Remember how we picked a list of features, or words for our algorithm to pay attention to? Let’s now make a dataframe to see which rows have which words.

To use the list of words, we’re just going to make a new dataframe where there’s a 1 if the word is in the description and a 0 if it isn’t.

.str.contains gives us False or True, and making it an integer with .astype(int) will turn it into 0 or 1 (machine learning gets grumpy about anything that isn’t numbers). Along with the words, we’ll also save the is_suspicious label to keep everything in the same place.

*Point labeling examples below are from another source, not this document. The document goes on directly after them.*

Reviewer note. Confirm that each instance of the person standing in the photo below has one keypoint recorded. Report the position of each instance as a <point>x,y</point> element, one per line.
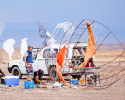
<point>28,62</point>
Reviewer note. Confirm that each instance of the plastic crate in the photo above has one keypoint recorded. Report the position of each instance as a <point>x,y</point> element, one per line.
<point>74,81</point>
<point>28,84</point>
<point>11,80</point>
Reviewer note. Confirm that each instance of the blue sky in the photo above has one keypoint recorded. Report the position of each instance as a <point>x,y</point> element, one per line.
<point>21,16</point>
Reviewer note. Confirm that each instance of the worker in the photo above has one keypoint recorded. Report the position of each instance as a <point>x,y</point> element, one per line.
<point>37,76</point>
<point>28,62</point>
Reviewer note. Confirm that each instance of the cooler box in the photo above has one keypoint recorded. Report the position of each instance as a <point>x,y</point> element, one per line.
<point>74,81</point>
<point>11,80</point>
<point>28,84</point>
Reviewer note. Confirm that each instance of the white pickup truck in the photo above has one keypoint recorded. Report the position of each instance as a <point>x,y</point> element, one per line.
<point>48,65</point>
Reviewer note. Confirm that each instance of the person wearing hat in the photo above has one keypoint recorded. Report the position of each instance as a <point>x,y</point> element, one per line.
<point>28,62</point>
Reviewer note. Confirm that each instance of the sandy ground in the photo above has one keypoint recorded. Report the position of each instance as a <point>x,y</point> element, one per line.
<point>115,92</point>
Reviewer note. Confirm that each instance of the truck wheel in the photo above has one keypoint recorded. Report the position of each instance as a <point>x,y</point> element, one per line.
<point>16,72</point>
<point>53,74</point>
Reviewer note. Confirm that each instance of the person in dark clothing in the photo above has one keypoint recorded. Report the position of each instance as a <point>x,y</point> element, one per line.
<point>38,75</point>
<point>28,62</point>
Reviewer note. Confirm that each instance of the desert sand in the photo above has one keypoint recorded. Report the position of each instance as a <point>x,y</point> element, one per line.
<point>114,92</point>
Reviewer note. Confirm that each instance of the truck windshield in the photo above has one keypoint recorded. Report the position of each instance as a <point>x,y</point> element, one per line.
<point>48,53</point>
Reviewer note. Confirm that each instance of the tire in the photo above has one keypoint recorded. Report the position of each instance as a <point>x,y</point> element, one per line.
<point>53,74</point>
<point>16,72</point>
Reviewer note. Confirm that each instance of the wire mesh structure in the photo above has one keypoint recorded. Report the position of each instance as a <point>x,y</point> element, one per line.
<point>105,70</point>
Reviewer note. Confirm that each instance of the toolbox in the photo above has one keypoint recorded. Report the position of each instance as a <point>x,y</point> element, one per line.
<point>11,80</point>
<point>74,81</point>
<point>28,84</point>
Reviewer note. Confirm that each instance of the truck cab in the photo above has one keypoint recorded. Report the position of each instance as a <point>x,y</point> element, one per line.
<point>46,61</point>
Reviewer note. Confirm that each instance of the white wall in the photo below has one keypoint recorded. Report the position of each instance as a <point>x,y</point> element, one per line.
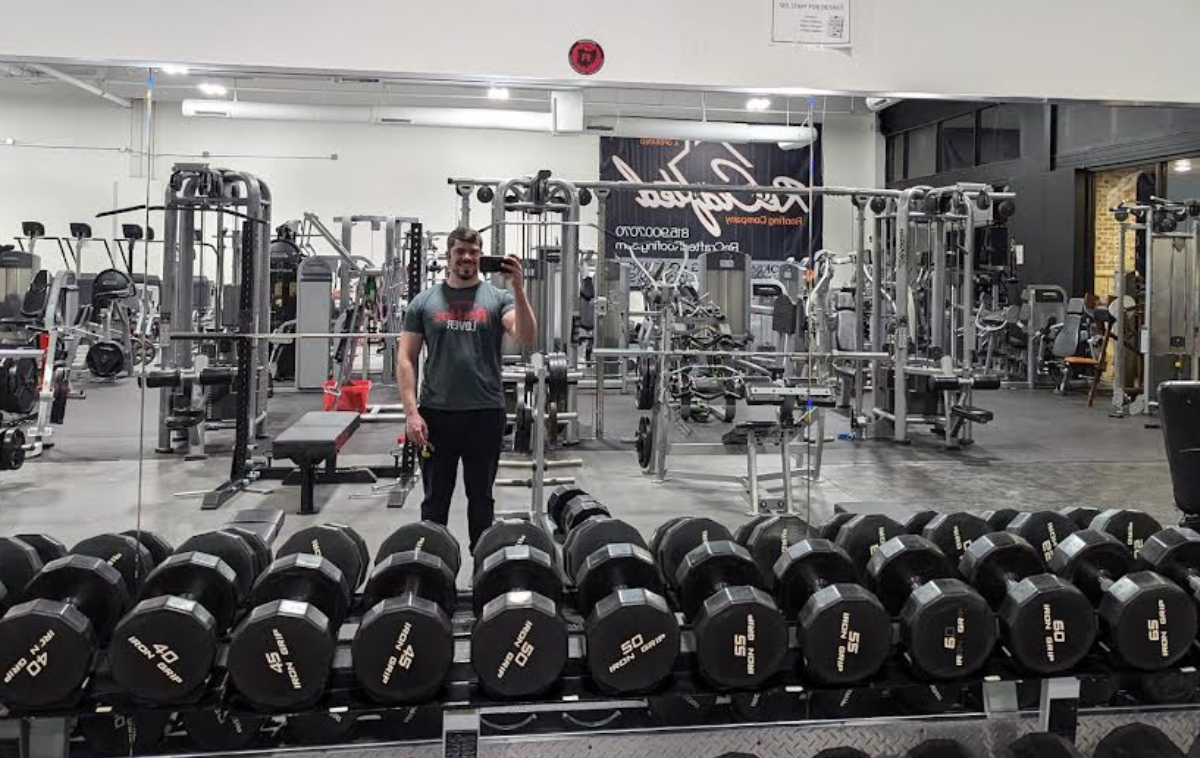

training_features = pd.DataFrame({
    'is_suspicious': labeled_df.is_suspicious,
    'airbag': labeled_df.CDESCR.str.contains("AIRBAG", na=False).astype(int),
    'air bag': labeled_df.CDESCR.str.contains("AIR BAG", na=False).astype(int),
    'failed': labeled_df.CDESCR.str.contains("FAILED", na=False).astype(int),
    'did not deploy': labeled_df.CDESCR.str.contains("DID NOT DEPLOY", na=False).astype(int),
    'violent': labeled_df.CDESCR.str.contains("VIOLENT", na=False).astype(int),
    'explode': labeled_df.CDESCR.str.contains("EXPLODE", na=False).astype(int),
    'shrapnel': labeled_df.CDESCR.str.contains("SHRAPNEL", na=False).astype(int),
})
training_features.head()
is_suspicious airbag air bag failed did not deploy violent explode shrapnel
0 0 0 0 0 0 0 0 0
1 0 0 0 0 0 0 0 0
2 0 0 0 0 0 0 0 0
3 0 0 0 0 0 0 0 0
4 0 0 0 0 0 0 0 0

Not all of the comments we have are suspicious (which is correct, since we need examples of both!). How many suspicious airbag events do we have in our dataset?

training_features.is_suspicious.value_counts()
## 0.0    150
## 1.0     15
## Name: is_suspicious, dtype: int64

Okay, maybe we need to do a better job getting more suspicious ones in there. We’ll try to cope with it for now, though.